Seeing Double

When I first came to Cameroon in January 2012, I descended onto the tarmac in the hot, smoky night of Yaounde and understood that I was in a very different world than that of Paris or Boston.

One month shy of a year, I have returned to the same city, knowing that the familiarity and comfort of home await me far more than they do in Paris or Boston.

And yet, Yaounde is not a place that many Americans would call comforting or home-like. Before I even left for Yaounde, I knew that the ten weeks I would spend as a U.S. Embassy employee would be lived from a different perspective than that of a study-abroad student.

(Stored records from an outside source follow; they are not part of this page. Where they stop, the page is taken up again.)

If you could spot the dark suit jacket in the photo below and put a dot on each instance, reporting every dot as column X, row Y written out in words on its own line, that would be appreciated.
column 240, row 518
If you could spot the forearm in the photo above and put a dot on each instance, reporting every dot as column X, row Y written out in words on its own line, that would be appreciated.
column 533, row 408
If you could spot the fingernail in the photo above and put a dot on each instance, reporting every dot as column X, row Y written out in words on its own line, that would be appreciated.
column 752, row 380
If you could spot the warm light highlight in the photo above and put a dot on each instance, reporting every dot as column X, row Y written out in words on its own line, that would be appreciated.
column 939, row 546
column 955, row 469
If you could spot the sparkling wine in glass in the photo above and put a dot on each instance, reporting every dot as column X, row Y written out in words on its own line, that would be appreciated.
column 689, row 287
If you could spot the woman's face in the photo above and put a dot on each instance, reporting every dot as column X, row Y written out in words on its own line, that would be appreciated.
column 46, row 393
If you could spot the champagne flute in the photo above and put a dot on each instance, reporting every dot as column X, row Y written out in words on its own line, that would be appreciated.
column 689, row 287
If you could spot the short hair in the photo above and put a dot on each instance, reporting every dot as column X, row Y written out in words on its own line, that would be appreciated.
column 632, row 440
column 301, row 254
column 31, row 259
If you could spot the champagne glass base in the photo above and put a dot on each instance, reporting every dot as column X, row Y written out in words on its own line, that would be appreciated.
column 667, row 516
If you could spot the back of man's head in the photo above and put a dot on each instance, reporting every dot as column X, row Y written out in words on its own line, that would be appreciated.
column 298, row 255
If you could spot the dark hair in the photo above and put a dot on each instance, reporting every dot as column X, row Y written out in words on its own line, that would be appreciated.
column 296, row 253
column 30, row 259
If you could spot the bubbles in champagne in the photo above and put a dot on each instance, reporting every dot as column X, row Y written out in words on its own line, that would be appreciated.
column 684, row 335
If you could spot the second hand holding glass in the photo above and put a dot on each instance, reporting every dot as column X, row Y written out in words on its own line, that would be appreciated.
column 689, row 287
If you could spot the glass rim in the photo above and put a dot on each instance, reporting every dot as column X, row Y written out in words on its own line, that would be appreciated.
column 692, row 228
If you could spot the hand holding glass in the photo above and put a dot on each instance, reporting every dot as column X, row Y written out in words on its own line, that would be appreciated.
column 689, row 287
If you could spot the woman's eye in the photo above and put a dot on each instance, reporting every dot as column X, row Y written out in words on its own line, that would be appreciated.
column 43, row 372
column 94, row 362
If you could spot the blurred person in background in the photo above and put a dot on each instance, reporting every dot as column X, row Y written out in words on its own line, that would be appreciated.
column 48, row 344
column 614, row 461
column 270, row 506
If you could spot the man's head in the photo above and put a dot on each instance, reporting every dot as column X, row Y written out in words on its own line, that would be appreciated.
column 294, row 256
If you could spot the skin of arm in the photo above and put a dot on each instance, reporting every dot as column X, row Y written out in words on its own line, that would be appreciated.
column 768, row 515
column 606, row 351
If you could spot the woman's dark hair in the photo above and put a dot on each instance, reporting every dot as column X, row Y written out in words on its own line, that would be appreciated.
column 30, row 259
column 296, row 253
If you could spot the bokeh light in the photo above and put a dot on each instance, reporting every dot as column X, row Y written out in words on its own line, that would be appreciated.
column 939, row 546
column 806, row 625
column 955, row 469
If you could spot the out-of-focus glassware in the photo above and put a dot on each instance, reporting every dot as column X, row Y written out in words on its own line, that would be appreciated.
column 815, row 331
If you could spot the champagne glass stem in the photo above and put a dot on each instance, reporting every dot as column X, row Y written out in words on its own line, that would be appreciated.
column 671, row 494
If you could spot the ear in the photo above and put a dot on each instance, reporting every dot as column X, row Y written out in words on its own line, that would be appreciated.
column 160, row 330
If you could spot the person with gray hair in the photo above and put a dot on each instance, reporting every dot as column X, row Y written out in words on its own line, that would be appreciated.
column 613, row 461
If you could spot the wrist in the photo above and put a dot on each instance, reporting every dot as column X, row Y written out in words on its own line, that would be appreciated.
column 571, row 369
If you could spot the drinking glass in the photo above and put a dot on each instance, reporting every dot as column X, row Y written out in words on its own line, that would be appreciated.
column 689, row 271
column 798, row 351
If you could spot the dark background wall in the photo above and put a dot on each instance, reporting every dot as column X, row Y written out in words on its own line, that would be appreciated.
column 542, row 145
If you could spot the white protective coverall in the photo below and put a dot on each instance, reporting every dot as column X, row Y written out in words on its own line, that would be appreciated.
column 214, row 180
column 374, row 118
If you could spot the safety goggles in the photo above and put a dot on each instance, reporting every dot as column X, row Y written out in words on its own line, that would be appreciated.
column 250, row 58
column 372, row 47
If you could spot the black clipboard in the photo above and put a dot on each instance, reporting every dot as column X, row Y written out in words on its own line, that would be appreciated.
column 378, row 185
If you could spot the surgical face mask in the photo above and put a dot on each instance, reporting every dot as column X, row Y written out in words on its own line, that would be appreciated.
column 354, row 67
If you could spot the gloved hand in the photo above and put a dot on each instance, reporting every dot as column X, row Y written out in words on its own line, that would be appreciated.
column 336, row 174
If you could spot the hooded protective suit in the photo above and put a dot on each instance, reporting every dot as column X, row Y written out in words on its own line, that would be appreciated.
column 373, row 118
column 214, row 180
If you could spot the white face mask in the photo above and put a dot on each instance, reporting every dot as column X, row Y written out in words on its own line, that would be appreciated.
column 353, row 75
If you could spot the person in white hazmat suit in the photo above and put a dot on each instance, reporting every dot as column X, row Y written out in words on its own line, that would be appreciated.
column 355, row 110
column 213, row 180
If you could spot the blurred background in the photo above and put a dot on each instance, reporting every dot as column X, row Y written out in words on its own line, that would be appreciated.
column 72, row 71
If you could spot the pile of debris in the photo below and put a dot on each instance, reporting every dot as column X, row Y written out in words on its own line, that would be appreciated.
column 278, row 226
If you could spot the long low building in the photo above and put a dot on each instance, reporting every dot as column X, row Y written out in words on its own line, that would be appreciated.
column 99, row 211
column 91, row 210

I couldn’t help but replay my very first night in the city as I arrived for the second time: As 20-year old Nina arrived in light summer wear and chatted up the French backpackers in the visa line, 19-year old Nina stood silently in a gaggle of chattering American girls. 19-year-old Nina was still sorting out baggage as 20-year old Nina grabbed her suitcase and hopped into the air-conditioned sedan the Embassy had sent. Phantom Nina was sweating along in a madly swerving safari bus as real Nina arrived in front of a paradisical white apartment, balconies glowing behind palm trees and a substantial amount of coiled razor wire. Real Nina sat on the tiles of her first apartment and imagined the city around her: Bastos, so near, with its airy villas and hard-partying friends, then further away, the call to prayer of Briqueterie, Centre Ville’s nightmare of vehicles and Biyem-Assi: home.

But it was not home any more. This time, I was free: no host family to break down my door at six in the morning, no motos clanking along outside, no neighboring eating houses. I was free to invite friends over, go on walks, wear and eat and say and think what I wanted. That’s the beauty of being an adult. I’ll take the responsibility of work and the pain of living unprotected for the right to be who I am.

But back to real Nina. I sat on the floor and envisioned all the pineapples I would buy. They would fill up my counter, my kitchen floor, my nice wooden cabinets, like a veritable Cameroonian pineapple forest. I would call all my friends and family in Yaounde and they would arrive by the hundreds. I would feed them pineapple. The next day, I called my driver and had him bring me over to Rond-point Express in Biyem-Assi. I bought pineapples.

But back to my job.

Working at the U.S. Embassy Yaounde is like working in a little American fortress. And that’s what it is, more or less. Once you get past the gates, guards and metal detectors, you’re in a green-lawned, well-built, air-conditioned, American flag-flying oasis of U.S.A-ness. People speak English, wear suits, and are on time. Even the neighborhood, which is home to many other embassies as well as my apartment, is far more calm and green than the rest of Yaounde.

Working at the Embassy in Yaounde means living between two worlds. Instead of a cold bucket of water to wash myself with, I have a hot shower every morning. Instead of cockroaches and red dirt, I have glass patio doors and hibiscus hedges. Instead of an underfed cousin sitting at the gate, there’s a guard in a uniform. Phones and internet at the Embassy always work. No one smells bad. You can even get hamburgers or grilled cheese at the cafeteria.

As a representative of the U.S. Mission to Cameroon, I’m required to take a lot more precautions than I did as a student. Suddenly taxis and motor bike taxis, which I took habitually to get around, become highly discouraged means of transportation. Instead, I’m supposed to call my car and driver any time I want to go somewhere. My apartment has around-the-clock guards, walls, and an electronic security system. Everything locks. Walking alone during the day is discouraged too, and walking alone at night, while never a brilliant idea, is now a definite no-no.

 Then, I go out into what I consider to be the “real” Cameroon. There’s a moment of shock during every foray where I jump out of my Embassy ride and find myself swept along by the P-Square blasting from the roadside bars and have to dodge swerving taxis. This is the Cameroon I know and love, but it’s an uncomfortable transition. Here’s the thing: when you haven’t showered for three days, it doesn’t bother you so much that no Cameroonian has, either.The heat and mugginess of the streets is positively reliving after the sweating you were doing with five strangers in a beat-up taxi. But plunge into all that from serene, air-conditioned, well-sealed Embassy land, and you’re liable to feel a bit out of place.

But only for a moment. After all, there are pineapples to be bargained for.